Dr Sharma’s research experience is in hydrogen fuel cells and low temperature fuel systems. She has a background in green hydrogen (produced from renewables), but the coal and carbon capture and storage research in Gippsland is a new frontier for her.

“It’s new for me here, too. I see the relevance of that in the region. It’s a resource for the region and the fact that coming from an academic perspective, I understand the importance of both blue (fossil-fuel-based hydrogen) and green at this stage for the energy transition,” Dr Sharma told the Express in an interview in February.

The Committee for Gippsland last year released a report, produced with the Gippsland Hydrogen Cluster, that backed both blue and green hydrogen for Gippsland, with blue having the early running and in the long run, each complementing the other.

‘Blue’ hydrogen can be extracted from brown coal through gasification and carbon capture, utilisation and storage (CCUS), while ‘green’ hydrogen is made by electrolysing water using renewable electricity.
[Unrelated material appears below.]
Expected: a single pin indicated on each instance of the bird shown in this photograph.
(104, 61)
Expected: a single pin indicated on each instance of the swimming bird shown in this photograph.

Gippsland can produce both ‘blue’ and ‘green’ hydrogen, creating a long-term advantage to the region in an expanding clean hydrogen industry that can be up and running before 2030, according to the report.

“I don’t disagree with that at all. Energy transition is seen internationally – no academic in the field will disagree that blue will cover a lot of ground in the intermediate phase, we cannot go into complete energy transition with renewables without the blue hydrogen,” Dr Sharma said.

“Green will eventually take over, now it’s not there. We need the infrastructure, the investment – that will not happen overnight. We need that time for transition and blue hydrogen will help us. Carbon capture balances the footprint – it’s needed for the current transition phase.”

The CSIRO maintains that using fossil fuels to produce hydrogen is still much cheaper than using renewable energy.

Dr Vicki Au, from the CSIRO’s hydrogen industry mission, who has 20 years’ experience in research and development, told last year’s Gippsland New Energy Conference in Sale that the barrier to use renewable energy to produce the hydrogen was the cost.

“The cost of renewable hydrogen is prohibitively high. We would require a substantial subsidy from government for the transition phase,” she said.

“Using fossil fuel is the lowest (cost) at the moment,” she said, with renewables probably becoming economic by about 2035-40 with the advances in electrolysers.

Also taking part in the discussion was Jeremy Stone, non-executive director and adviser for J-Power Latrobe Valley, which is part of the Japanese consortium that is developing the HESC coal-to-hydrogen project.

After a successful $500 million pilot plant phase, the group is now moving to the commercial stage of the project with $2.5 billion from the Japanese Green innovation Fund.

Mr Stone said HESC, which had been going for 10 years, had already produced 99.99 per cent hydrogen in the Latrobe Valley.

“We would like to take that to the next stage,” he said.

HESC commercial production would eventually be 40,000 tonnes per year of hydrogen – 30,000 tonnes to Japan and 10,000 tonnes to help carbon reduction in Victoria and Australia.

“We need to be in operation by 2030,” he said.